The Institute for Canadian Citizenship (ICC), in partnership with Immigration, Refugees and Citizenship Canada, and McGill University, tomorrow will celebrate 50 citizens from 22 countries in a special citizenship ceremony marking Black History Month.
The ICC will host roundtable discussions during which the new Canadian citizens will share their journeys to citizenship and reflect on what Canadian citizenship means to them. McGill University staff and students will join in the discussions.
"Black History Month is a time when many Black McGillians reflect on their own family’s story of immigration, whether it was a year ago or 300 years ago. This event creates a unique learning opportunity and we are fortunate to have student participants including Kai Trotz-Motayne from the Black Students’ Network", said Adrienne Piggott, Chair of the Joint Board-Senate Subcommittee for Racialized and Ethnic Persons, McGill University.
"We are honoured to recognize Black History Month at this special citizenship ceremony. Together with new citizens, who come from all corners of the globe, we can learn more about, acknowledge, and appreciate the contribution of Black Canadians to this country we all call home," said Amy Matchen of the Institute for Canadian Citizenship.
ICC community citizenship ceremonies are a celebration of Canada’s newest citizens, and offer unique opportunities for new citizens and community members to reflect on the meaning of active, engaged citizenship. Each ICC community citizenship ceremony includes our signature roundtable discussions, a citizenship ceremony, and a reception. Citizenship ceremonies are open to the public. Everyone, especially members of the McGill University community, is encouraged to attend today’s citizenship ceremony, which starts at 11:00 a.m. at the McGill Faculty Club and Conference Centre, 3450 McTavish St., Montreal, QC, H3A 0E5. Celebrating new citizens and their stories offers a unique opportunity for all of us to reflect on the rights, duties, and privileges of Canadian citizenship.

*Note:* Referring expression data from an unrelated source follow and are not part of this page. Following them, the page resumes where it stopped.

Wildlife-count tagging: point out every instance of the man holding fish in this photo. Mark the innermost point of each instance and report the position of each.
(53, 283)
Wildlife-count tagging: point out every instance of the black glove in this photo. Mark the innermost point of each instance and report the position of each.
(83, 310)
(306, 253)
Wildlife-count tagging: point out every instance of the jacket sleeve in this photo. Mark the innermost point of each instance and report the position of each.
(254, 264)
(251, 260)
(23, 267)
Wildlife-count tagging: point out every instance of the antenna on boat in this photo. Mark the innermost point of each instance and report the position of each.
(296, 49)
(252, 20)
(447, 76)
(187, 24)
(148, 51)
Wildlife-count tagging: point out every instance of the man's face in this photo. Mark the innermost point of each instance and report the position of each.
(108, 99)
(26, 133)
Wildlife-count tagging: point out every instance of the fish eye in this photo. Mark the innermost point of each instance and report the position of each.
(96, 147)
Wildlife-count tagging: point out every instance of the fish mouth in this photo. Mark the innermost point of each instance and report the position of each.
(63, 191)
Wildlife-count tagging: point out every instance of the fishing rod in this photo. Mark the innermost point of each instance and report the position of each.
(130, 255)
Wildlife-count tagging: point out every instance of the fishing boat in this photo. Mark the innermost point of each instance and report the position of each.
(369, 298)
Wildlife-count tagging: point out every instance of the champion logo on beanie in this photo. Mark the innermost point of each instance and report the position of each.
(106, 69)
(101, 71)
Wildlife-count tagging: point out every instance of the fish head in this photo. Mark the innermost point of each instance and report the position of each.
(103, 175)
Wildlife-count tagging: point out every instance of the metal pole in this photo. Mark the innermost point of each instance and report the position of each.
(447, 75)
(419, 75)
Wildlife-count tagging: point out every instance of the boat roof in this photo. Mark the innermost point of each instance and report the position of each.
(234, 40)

About the Institute for Canadian Citizenship
Powered by a passionate and committed national network, the Institute for Canadian Citizenship (ICC) delivers programs and special projects that inspire Canadians to be inclusive, create opportunities to connect, and encourage active citizenship. The ICC is a national charity co-founded by The Right Honourable Adrienne Clarkson and John Ralston Saul. For more information, visit icc-icc.ca.
About McGill University
Founded in Montreal, Quebec, in 1821, McGill is a leading Canadian post-secondary institution. It has two campuses, 11 faculties, 13 professional schools, 300 programs of study, and over 40,000 students, including more than 10,400 graduate students. McGill attracts students from over 150 countries around the world, its 12,500 international students making up 30% of the student body. Over half of McGill students claim a first language other than English, including approximately 20% of our students who say French is their mother tongue.